Abstract

Some of the most CO2-rich magmas on Earth are erupted by intraplate ocean island volcanoes. Here, we characterise olivine-hosted melt inclusions from recent (<10 ky) basanitic tephra erupted by Fogo, the only active volcano of the Cape Verde Archipelago in the eastern Atlantic Ocean. We determine H2O, S, Cl, F in glassy melt inclusions and recalculate the total (glass + shrinkage bubbles) CO2 budget by three independent methodologies. We find that the Fogo parental basanite, entrapped as melt inclusion in forsterite-rich (Fo80-85) olivines, contains up to ∼2.1 wt% CO2, 3–47 % of which is partitioned in the shrinkage bubbles. This CO2 content is among the highest ever measured in melt inclusions in OIBs. In combination with ∼2 wt% H2O content, our data constrain an entrapment pressure range for the most CO2-rich melt inclusion of 648–1430 MPa, with a most conservative estimate at 773–1020 MPa. Our results therefore suggest the parental Fogo melt is stored in the lithospheric mantle at minimum depths of ∼27 to ∼36 km, and then injected into a vertically stacked magma ponding system. Overall, our results corroborate previous indications for a CO2-rich nature of alkaline ocean island volcanism.

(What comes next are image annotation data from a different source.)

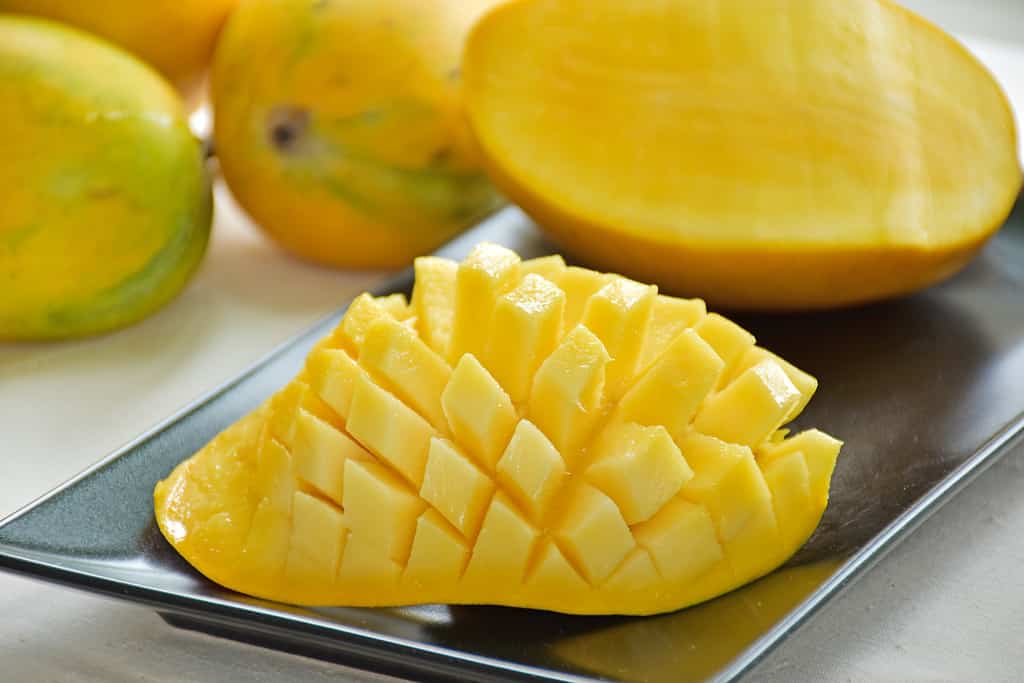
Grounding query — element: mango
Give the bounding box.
[154,244,842,614]
[463,0,1022,310]
[0,15,213,340]
[212,0,499,267]
[0,0,239,103]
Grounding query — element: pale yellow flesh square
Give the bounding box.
[526,541,590,592]
[519,254,565,285]
[726,346,818,424]
[267,380,309,447]
[359,318,452,430]
[584,423,693,524]
[292,409,371,505]
[332,294,391,357]
[486,274,565,404]
[640,294,708,369]
[616,330,724,438]
[346,377,436,488]
[556,265,614,330]
[465,493,539,588]
[343,460,426,565]
[441,354,517,473]
[556,483,636,584]
[758,429,843,509]
[306,348,364,419]
[285,490,347,584]
[633,498,724,584]
[256,432,295,517]
[693,358,800,449]
[527,326,610,467]
[762,451,811,548]
[449,243,519,365]
[420,438,495,539]
[693,313,756,388]
[583,278,657,398]
[497,420,566,521]
[403,510,469,586]
[412,256,459,358]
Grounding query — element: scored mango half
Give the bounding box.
[155,244,841,614]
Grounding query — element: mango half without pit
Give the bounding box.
[155,244,841,614]
[463,0,1022,310]
[0,15,213,340]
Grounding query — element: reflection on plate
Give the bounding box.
[0,206,1024,681]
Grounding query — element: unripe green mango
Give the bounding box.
[0,15,213,340]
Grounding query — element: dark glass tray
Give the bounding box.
[0,198,1024,681]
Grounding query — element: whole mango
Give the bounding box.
[0,0,238,101]
[0,15,212,340]
[211,0,498,267]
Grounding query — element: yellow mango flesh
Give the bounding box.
[464,0,1021,309]
[0,0,239,102]
[155,244,841,614]
[0,18,213,339]
[211,0,499,270]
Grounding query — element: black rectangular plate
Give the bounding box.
[0,204,1024,681]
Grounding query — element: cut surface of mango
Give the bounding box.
[155,244,841,614]
[463,0,1022,309]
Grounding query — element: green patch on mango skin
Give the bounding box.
[0,16,213,340]
[267,102,502,222]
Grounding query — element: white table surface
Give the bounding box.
[0,0,1024,682]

We propose that the Fogo basanitic melt forms by low degrees of melting (F = 0.06–0.07) of a carbon-enriched mantle source, containing up to 355–414 ppm C. If global OIB melts are dominantly as carbon-rich as our Fogo results suggest, then OIB volcanism may cumulatively outgas as high as ∼16–21 Tg of carbon yearly, hence substantially contributing to the global deep carbon cycle.